Greg Stark <stark@mit.edu> writes:
> On Sat, Apr 26, 2014 at 6:39 PM, Atri Sharma <atri.jiit@gmail.com> wrote:
>> Without sorting, isnt the scope of a recursive UNION with custom datatypes
>> pretty restrictive?
> All the default data types are hashable. It's not hard to add a hash
> operator class. In a clean slate design it would probably have been
> simpler to just make it a requirement that any data type provide a
> default hash operator (and probably a default btree comparator).
> Postgres provides a lot of degrees of freedom but it should probably
> be considered best practice to just provide both even if you don't
> envision one or the other being used directly by users for indexes.
A btree opclass requires that you invent some one-dimensional sort order
for the datatype, which might be a difficult thing; so I think it's fully
reasonable not to require datatypes to have btree support. Hashing
doesn't require any semantic assumptions beyond having an equality rule,
which is clearly *necessary* if you want to do stuff like UNION or
DISTINCT. So from that standpoint it's perfectly reasonable for recursive
UNION to require a hashable equality operator, whereas the other case of
requiring a sortable operator would be a lot harder to defend.

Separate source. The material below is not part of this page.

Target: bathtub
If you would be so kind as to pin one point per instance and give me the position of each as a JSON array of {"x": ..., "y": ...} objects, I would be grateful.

Having said that, I can also believe that there might be datatypes for
which implementing a hash function would be a lot harder than implementing
sorting; this could be true if your equality rule allows for a lot of
different physical representations of "equal" values. But I'm not so
excited about such cases that I want to do the work of figuring out a
way to implement recursive UNION by sorting.